C: É um presente. Um presente que eu consegui realizar. Sem um único euro, sem dinheiro algum. Somos amigos. Quando fazemos algo juntos, nunca tem dinheiro envolvido até o momento de... Se decidirmos fazer um álbum ou algo assim, aí sim a gente providencia o álbum e depois leva para alguém vender. Mas eu fiz feat com o Conway, uma música com o Alchemist. Quando pergunto “vocês querem dinheiro?”, eles dizem “por favor, não me insulte”. Porque quando eles vêm pra França, passamos tempo juntos. E acho que levo pra eles uma parte da cultura do vinho e da comida, e eles me trazem essa música que está nos meus ouvidos há tanto tempo. E é muito bom ”degustar” o Alchemist e o Conway. Porque o Alchemist já tem 40 anos de carreira. Estamos falando de um monstro, um cara que passou por todas as eras do hip-hop, que é meu amigo, e estamos falando do cara que me reconectou com o rap há 10 anos. Então, ser amigo dessas pessoas e fazer projetos com elas... Agora vamos gravar um álbum. É realmente algo bonito, porque o dinheiro vem em segundo plano. Nunca em primeiro. Então pra mim, é um presente e um sonho. E ao mesmo tempo, é como o Zlatan Ibrahimovic. Eu sou confiante. Eu sabia que um dia ia fazer isso, e acreditei no meu sonho. É isso.

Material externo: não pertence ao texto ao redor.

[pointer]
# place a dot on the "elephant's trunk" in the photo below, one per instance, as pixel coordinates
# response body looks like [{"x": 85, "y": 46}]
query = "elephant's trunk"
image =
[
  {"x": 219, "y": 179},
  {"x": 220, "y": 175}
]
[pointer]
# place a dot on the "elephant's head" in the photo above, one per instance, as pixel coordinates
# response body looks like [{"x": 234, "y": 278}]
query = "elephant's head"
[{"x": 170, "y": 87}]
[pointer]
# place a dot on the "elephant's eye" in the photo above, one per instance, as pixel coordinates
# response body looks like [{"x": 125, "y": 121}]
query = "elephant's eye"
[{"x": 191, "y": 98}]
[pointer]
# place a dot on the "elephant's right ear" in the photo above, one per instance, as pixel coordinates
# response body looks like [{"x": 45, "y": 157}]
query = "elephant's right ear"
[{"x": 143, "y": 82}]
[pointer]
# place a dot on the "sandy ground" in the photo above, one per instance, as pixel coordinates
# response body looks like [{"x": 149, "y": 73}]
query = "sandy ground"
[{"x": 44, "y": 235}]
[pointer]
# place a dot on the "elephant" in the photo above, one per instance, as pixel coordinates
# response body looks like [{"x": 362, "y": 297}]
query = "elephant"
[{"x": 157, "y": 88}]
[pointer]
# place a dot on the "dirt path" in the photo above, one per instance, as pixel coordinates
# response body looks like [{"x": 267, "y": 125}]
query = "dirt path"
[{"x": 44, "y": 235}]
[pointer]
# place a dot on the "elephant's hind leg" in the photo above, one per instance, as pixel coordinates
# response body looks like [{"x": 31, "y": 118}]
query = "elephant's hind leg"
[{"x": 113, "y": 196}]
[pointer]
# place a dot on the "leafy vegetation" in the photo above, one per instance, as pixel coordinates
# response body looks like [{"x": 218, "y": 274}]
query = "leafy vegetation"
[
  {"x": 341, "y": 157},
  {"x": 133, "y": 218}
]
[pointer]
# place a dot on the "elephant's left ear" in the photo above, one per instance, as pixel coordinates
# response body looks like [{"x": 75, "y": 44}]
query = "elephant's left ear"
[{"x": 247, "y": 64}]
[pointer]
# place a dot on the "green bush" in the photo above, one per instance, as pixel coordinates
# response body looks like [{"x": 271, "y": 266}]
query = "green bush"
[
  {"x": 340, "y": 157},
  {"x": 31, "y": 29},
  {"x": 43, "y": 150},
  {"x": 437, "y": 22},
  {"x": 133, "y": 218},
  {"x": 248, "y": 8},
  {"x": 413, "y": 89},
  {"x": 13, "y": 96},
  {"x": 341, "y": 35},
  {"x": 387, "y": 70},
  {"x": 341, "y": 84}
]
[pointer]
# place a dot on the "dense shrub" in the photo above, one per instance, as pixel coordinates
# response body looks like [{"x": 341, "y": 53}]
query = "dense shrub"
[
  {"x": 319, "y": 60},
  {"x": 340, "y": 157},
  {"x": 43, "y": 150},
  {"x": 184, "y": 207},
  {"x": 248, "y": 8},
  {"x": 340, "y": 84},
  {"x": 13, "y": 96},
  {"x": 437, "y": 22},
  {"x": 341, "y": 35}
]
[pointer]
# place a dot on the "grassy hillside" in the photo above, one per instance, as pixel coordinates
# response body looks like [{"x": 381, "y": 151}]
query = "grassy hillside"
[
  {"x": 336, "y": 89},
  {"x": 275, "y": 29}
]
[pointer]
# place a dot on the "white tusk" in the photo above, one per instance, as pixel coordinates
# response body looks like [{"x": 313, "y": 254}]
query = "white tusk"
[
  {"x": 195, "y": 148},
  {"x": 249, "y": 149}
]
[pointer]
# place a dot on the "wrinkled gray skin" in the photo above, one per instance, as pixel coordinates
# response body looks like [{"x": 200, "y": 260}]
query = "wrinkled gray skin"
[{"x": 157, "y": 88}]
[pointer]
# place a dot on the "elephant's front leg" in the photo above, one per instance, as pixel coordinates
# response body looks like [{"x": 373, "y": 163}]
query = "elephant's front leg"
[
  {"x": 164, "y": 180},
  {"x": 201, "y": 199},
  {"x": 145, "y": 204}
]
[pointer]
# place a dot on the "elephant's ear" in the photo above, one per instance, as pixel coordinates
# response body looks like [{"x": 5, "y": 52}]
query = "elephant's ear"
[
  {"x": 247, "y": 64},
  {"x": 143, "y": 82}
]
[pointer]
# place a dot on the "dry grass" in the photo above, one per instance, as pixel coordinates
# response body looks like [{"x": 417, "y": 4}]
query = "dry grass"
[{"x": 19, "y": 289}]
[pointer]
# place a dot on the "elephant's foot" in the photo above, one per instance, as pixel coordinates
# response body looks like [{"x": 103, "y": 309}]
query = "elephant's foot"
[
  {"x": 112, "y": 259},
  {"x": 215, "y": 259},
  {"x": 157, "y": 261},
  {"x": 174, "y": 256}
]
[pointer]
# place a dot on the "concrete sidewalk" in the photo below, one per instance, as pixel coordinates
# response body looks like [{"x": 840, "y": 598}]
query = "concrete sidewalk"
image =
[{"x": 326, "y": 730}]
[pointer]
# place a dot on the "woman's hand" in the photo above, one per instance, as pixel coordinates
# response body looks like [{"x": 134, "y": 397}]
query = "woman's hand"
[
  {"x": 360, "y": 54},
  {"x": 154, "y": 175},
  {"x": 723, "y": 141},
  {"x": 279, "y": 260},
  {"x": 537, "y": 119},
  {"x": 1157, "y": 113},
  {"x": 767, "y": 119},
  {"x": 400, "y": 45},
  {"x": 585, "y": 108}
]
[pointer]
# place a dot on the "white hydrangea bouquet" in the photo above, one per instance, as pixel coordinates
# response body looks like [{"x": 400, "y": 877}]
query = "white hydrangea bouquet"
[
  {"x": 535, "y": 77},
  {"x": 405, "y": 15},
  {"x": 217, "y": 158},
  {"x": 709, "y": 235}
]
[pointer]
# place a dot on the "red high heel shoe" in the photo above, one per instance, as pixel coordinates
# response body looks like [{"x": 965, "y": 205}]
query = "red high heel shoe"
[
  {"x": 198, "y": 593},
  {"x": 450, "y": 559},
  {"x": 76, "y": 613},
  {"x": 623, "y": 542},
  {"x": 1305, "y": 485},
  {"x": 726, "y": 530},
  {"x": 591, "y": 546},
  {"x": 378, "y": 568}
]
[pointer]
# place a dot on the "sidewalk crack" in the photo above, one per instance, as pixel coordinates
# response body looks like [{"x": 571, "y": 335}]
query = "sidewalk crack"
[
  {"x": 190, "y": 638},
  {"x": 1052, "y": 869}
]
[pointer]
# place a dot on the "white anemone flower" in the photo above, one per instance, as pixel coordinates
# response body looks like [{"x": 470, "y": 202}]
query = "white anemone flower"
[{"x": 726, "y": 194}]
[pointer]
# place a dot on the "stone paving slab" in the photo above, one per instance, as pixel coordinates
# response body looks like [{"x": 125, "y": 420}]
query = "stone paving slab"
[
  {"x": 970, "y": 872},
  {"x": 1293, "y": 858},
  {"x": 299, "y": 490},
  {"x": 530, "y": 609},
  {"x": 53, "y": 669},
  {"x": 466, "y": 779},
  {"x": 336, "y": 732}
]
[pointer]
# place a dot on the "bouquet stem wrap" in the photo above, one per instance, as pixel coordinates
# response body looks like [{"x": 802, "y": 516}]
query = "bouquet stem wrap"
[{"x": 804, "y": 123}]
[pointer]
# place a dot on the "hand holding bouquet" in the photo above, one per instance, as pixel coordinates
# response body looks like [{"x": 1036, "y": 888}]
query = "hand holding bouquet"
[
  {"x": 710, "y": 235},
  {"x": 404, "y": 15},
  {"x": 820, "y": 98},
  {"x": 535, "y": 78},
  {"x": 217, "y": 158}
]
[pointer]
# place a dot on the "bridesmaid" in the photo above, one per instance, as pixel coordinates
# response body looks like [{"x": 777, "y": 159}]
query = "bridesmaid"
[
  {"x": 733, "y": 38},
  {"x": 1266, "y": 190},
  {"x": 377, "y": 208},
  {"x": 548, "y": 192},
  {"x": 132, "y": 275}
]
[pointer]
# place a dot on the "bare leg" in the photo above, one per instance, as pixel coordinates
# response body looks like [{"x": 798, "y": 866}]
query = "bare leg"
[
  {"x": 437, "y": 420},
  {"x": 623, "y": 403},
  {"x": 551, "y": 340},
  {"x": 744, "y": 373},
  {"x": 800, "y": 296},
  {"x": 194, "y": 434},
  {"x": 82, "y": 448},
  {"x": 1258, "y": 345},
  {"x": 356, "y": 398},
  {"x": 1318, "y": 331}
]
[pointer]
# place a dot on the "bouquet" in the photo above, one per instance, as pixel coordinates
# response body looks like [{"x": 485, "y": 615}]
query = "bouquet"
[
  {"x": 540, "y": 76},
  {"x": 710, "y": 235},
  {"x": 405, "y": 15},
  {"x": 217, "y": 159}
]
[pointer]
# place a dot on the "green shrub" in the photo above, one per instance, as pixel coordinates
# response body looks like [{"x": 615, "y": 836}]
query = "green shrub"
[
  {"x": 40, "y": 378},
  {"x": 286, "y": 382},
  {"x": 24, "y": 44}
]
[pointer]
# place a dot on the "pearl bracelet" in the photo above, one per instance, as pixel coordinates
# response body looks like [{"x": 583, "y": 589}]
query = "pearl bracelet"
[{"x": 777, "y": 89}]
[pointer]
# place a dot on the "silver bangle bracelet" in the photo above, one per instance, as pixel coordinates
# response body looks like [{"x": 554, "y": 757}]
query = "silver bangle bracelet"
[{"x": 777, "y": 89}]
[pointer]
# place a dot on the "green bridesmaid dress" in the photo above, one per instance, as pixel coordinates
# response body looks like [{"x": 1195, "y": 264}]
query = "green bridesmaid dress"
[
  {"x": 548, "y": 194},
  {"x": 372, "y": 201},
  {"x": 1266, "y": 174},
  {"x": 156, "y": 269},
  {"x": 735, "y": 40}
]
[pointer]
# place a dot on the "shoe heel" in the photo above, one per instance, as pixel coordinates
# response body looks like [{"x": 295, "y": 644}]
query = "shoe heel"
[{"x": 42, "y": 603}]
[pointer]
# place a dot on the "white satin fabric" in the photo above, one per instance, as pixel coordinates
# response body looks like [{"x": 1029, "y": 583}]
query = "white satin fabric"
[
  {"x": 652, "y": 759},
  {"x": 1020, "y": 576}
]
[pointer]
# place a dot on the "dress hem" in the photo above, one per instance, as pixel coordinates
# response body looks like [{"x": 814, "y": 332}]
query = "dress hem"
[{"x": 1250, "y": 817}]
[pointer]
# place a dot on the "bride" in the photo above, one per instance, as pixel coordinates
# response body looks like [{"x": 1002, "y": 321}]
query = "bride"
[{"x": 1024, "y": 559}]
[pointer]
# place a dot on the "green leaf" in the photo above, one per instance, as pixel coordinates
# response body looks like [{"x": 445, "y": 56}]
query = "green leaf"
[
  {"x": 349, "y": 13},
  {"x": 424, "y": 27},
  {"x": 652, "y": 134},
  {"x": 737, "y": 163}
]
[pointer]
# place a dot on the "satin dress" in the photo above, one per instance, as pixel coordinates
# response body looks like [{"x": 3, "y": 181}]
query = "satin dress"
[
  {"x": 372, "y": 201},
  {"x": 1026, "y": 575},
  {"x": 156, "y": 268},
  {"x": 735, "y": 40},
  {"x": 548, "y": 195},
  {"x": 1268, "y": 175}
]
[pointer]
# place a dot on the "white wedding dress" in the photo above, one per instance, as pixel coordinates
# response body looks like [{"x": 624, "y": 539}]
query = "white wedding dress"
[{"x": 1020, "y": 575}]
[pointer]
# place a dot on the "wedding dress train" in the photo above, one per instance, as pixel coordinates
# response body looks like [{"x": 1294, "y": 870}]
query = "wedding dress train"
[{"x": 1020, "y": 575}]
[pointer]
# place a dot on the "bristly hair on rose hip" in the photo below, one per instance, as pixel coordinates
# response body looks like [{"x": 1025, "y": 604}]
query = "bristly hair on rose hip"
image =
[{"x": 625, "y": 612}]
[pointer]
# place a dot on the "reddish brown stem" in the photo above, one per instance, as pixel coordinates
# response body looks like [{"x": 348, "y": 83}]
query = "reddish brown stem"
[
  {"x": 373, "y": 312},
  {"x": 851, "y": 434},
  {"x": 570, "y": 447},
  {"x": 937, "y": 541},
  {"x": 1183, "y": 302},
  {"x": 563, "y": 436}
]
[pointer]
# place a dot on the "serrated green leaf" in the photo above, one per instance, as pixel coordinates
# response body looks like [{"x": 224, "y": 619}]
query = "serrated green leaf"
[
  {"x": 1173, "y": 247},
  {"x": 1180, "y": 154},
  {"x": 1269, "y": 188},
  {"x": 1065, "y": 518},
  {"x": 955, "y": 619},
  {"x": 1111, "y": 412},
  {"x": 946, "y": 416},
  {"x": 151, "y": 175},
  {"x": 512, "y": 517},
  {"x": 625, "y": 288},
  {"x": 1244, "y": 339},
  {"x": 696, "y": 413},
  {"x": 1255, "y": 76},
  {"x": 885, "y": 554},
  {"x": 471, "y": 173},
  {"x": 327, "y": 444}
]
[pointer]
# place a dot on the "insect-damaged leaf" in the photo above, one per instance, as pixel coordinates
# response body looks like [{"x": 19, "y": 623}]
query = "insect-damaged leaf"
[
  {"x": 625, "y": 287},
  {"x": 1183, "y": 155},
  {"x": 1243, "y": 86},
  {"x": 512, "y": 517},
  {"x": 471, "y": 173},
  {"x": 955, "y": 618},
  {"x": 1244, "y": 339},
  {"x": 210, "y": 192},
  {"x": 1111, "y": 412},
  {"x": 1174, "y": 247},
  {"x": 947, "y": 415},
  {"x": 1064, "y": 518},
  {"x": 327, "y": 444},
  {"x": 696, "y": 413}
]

NTS: Você e o Sain vêm de lugares diferentes, mas compartilham essa fome de beleza — no som, no prato, no que vestem. Como aconteceu esse encontro em Paris com a HIGH, e o que ele te ensinou?

C: Simples como um “olá”. Eu estava andando na rua e ele me disse “eu adoro o que você faz com comida e tudo mais, tenho esse showroom amanhã”. Aí eu fui com meu amigo da Starcow. Pessoas que sorriem, têm alma boa — eu percebo em um minuto. Está nos olhos. Os olhos não mentem. Se você olhar fundo nos olhos das pessoas... Porque eu, quando digo olá pra alguém, aperto a mão, dou oi. Você sabe, tem gente que diz oi mas não quer dizer, beija com essa parte aqui, meu Deus. Se alguém me beijar assim, me deixa em paz. Não me beije ou não me cumprimente, sabe? Tem que ser caloroso. E foi muito caloroso, muito gentil. Depois fui conhecer a marca, é legal. Tem uma vibe meio brasileira. Você sente, é curto, é colorido. É pra estar no verão, sabe? Então foi tudo muito simples. Depois fomos ao The Butcher, ele me ligou e disse: “Vamos fazer isso”, e pronto. Simples como dizer olá. Simples como ser gentil com os outros no mundo. É simples ser gentil com os outros, dizer olá, ser legal e respeitoso. Relação respeitosa com paixão. É isso.

NTS: Boas conexões mudam o ritmo da vida. Se essa estação fosse uma faixa, como ela soaria? E o que teria na taça enquanto ela toca?

C: A faixa seria uma do Arthur Verocai, porque estou com minha família brasileira, e com o vinho que temos agora, o Les Valseuses, um suco de morango suave. Arthur Verocai com Les Valseuses. Esse seria o momento.